Ni las heroínas de Balzac, que actúan movidas por motivos trascendentes, alcanzaron tal nivel de decisión e inmanencia. Por eso Emma es tan moderna y actual, pues sigue siendo un símbolo no de la opresión, sino de la rebeldía y de los deseos de emancipación femenina. Como afirma el crítico literario español Carlos Castán, “nunca antes había existido en la literatura una heroína así, dispuesta a luchar contra cualquier cosa (su tiempo, las reglas de la sociedad y de su clase), a ponerlo todo en juego, absolutamente todo, en pos de un objetivo tan borroso como fundamental”.
En 1963 Betty Friedan escribió La mística de la feminidad, una mirada íntima a la frustración, el hastío y la pérdida de las ilusiones experimentado por muchas amas de casa de clase media norteamericana después de la Segunda Guerra Mundial.
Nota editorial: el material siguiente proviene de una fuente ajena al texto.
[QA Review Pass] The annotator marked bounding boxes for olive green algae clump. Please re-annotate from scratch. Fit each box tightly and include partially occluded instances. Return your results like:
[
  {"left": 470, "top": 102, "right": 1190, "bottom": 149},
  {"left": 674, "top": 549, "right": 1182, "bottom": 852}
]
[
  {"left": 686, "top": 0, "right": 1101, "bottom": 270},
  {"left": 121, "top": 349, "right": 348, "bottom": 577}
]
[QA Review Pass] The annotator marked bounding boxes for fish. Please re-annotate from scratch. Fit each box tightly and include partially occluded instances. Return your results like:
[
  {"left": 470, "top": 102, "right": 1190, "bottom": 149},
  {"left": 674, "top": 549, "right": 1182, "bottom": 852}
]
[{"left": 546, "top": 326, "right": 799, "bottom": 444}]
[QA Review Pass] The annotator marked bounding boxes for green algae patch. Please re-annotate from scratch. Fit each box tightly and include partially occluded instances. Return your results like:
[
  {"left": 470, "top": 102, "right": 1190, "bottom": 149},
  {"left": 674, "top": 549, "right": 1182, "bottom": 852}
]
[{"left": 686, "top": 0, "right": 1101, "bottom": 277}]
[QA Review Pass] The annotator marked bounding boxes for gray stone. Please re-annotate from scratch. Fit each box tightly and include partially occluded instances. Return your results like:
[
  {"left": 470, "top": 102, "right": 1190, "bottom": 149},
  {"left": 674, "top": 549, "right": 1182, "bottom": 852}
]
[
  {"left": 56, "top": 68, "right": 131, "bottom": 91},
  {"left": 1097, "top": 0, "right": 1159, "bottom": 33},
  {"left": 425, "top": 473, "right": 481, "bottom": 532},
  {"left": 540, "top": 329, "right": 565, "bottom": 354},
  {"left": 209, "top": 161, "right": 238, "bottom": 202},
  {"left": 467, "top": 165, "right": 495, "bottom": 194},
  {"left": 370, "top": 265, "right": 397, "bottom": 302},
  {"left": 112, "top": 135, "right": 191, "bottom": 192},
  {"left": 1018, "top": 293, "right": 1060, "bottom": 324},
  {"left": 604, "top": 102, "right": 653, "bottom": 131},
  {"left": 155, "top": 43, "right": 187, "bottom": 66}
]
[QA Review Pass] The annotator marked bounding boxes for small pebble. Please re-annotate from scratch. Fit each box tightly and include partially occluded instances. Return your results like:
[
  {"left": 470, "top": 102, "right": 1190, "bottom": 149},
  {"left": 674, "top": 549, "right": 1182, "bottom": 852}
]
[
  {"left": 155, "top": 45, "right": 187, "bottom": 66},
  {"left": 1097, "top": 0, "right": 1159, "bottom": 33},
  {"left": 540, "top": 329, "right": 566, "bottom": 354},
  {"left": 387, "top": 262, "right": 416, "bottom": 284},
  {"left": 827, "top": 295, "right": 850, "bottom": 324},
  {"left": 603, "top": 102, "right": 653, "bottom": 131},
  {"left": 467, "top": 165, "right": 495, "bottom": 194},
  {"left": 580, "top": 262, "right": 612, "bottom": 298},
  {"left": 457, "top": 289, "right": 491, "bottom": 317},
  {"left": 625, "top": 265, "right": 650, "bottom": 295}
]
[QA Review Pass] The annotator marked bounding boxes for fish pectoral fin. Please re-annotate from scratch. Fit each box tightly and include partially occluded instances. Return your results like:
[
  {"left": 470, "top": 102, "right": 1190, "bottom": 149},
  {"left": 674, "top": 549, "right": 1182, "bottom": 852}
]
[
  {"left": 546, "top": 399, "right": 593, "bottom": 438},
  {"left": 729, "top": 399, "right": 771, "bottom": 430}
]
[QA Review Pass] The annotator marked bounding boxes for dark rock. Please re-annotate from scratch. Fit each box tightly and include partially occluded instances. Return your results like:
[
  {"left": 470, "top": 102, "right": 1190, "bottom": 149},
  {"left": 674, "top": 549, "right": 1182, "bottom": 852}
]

Dicho “malestar sin nombre” es justamente lo que Friedan denomina “mística de la feminidad”. Friedan señalaba cómo la muy consumista sociedad de los años cincuenta ofrecía a las mujeres cómodos sustitutos a la realización individual, mientras seguían, como antaño, reducidas al espacio privado (doméstico) de la vida social. El consumo de mercancías y la libertad negativa de la libre elección de las mismas dentro del capitalismo tardío, sería el destino inexorable de la mujer moderna.
Emma padece de la mística femenina señalada por Friedan. Su sociedad, la de clase media provinciana, le produce una enorme insatisfacción y un profundo e insondable deseo del goce físico, carnal, sexual. Emma no desea ser sólo una esposa y una madre; ella desea mucho más.
La experiencia de la maternidad no le satisface; el sentido de su existencia se encuentra separado del de su pequeña hija. A Emma le repugnan los roles que se esperan de ella, los de esposa y madre, los únicos a los que puede aspirar en la sociedad de su tiempo. Como la heroína de las novelas que devora con asiduidad, Emma escapa, pero no a esos escenarios idílicos de tipo oriental que tanto sedujeron la mentalidad romántica. Emma recurre, en cambio, al adulterio y la fantasía, y cuando la situación se hace desesperada, al suicidio.
La historia de Emma, por tanto, se constituye en un drama local de trascendencia universal. De alguna manera, Madame Bovary somos todos. Emma Bovary ha sido y seguirá siendo un personaje intrigante, subyugante y tormentoso; una heroína trágica moderna sobre la que es difícil obtener acuerdo sobre sus defectos y virtudes.
Para los críticos y lectores no ha sido fácil ponerse de acuerdo sobre un personaje tan polisémico y lleno de contradicciones, como el de Madame Bovary, que ha sido capaz de desconcertar a muchas generaciones de lectores, de encender el debate en torno a su carácter una y otra vez. Precisamente son sus grises, sus medias tintas, su notoria ambigüedad, es por lo que el personaje sigue siendo fascinante y la novela una obra genial abierta a múltiples lecturas e interpretaciones. A pesar de su aparente frivolidad es un personaje de una verdad abismal, y de una dolorosa actualidad, que parece hablarnos a través del velo del tiempo.